Wagon Modalohr en position de chargement, en diagonale par rapport à l’axe de la voie. Image Modalohr.
Wagon Cargobeamer en cours de chargement, la semi-remorque évolue latéralement.
A noter enfin qu’au niveau européen plusieurs Etats membres soutiennent financièrement lestransporteurs routiers qui choisissent d’investir dans des semi-remorques préhensibles, ainsi que les opérateurs de terminaux se dotant d’équipements de manutention adaptés (Allemagne, Espagne, Pologne).
La question des gabarits ferroviaires en France : un projet de schéma directeur
Si transporter des camions par rail est donc aisé grâce à ces différentes techniques, il n’en reste pas moins que l’infrastructure ferroviaire doit, elle aussi, suivre ce mouvement. En France, la demande pour ces services doit trouver des réponses en termes de sillons (les capacités nécessaires étant surtout le fait d’axes déjà chargés) et également en termes de gabarit : les semi-remorques aptes au rail-route les plus répandues en Europe, de type P400 (d’une hauteur de 4 mètres depuis le niveau du sol), n’étant pas encore admises sur tous les axes du réseau ferré national, l’Etat travaille à un schéma directeur du transport des semi-remorques devant ordonnancer les opérations prioritaires de mise au gabarit, qui devrait aboutir à l’été 2025.

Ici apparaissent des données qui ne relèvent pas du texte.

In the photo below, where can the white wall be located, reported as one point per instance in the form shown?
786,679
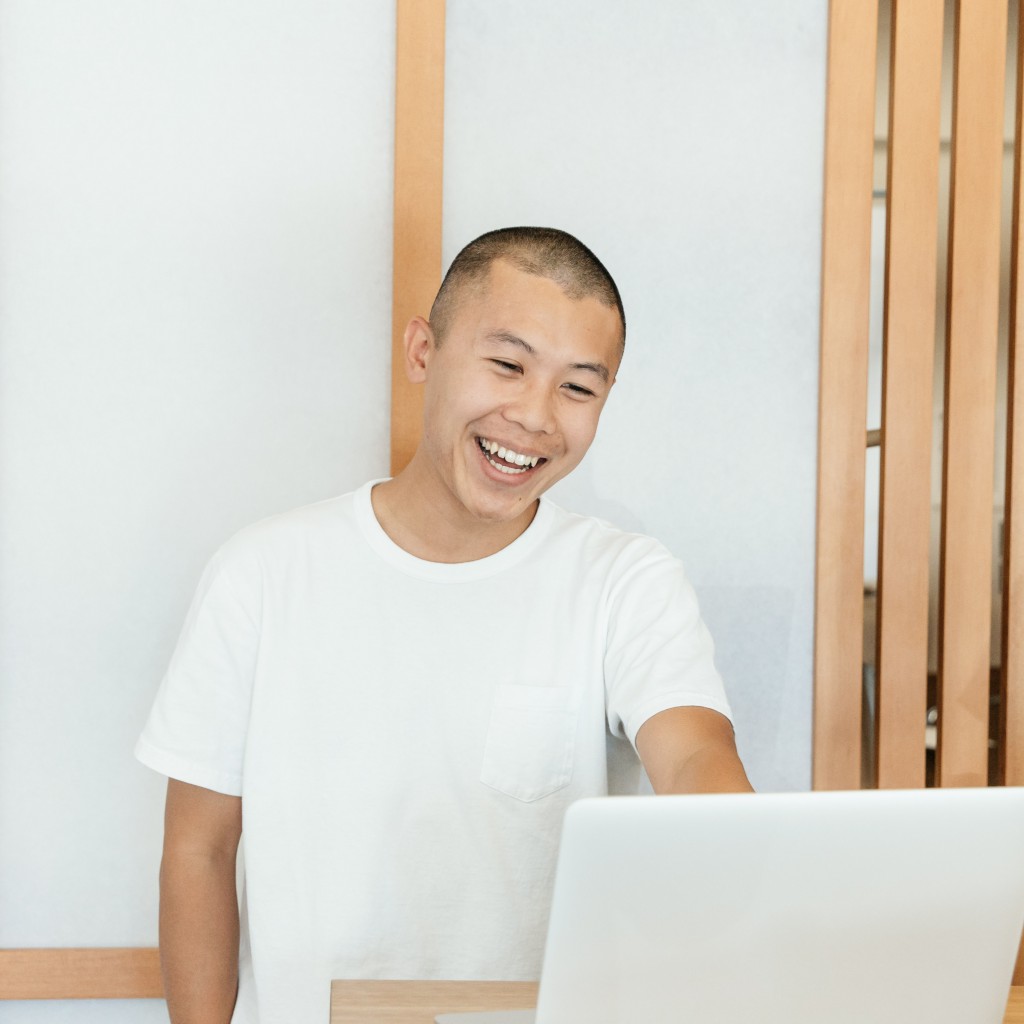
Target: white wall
683,142
195,267
196,270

Cette stratégie s’inscrit dans un contexte européen : lors de la révision de sa politique en faveur des réseaux trans-européens de transport (RTE-T) en 2024, la Commission européenne a accentué ses exigences sur l’équipement des grands axes ferroviaires qui les composent. Ainsi, le gabarit dit « LGP400 », apte à accueillir les semis P400 sur des wagons-poches, devient impératif sur ces lignes, qu’elles soient nouvelles (ce sera donc le cas des lignes d’accès au futur tunnel Lyon-Turin évoquées en préambule) ou classiques. Rappelons que la France est traversée par trois corridors européens de fret ferroviaire, les RFC 2, 4 et 7, couvrant ses principaux axes ferrés.
Cet impératif entraîne un défi conséquent pour SNCF Réseau, dont l’infrastructure , mais aussi les règles de maintenance, doivent être entièrement réétudiées pour dégager les dimensions nécessaires, notamment dans les tunnels et au droit des grands ouvrages d’art (ponts, quais des gares). Dans certains cas, de façon pragmatique, le LGP400 s’obtiendra par des ralentissements de vitesse ou d’autres mesures d’exploitation spécifiques. A l’automne 2024, en attendant la finalisation du schéma directeur, SNCF Réseau indiquait aux parties prenantes du fret ferroviaire avoir provisionné 530 millions d’euros dans ses investissements d’ici 2032 pour faire face à ces projets.
Des perspectives favorables
Ainsi, le transport combiné, par la technique et l’initiative commerciale, a répondu aux attentes du marché et dessine des perspectives favorables pour le développement du transport des camions par rail, en Europe et en France. L’année 2025 devrait le confirmer avecplusieurs nouvelles relations dans l’Hexagone.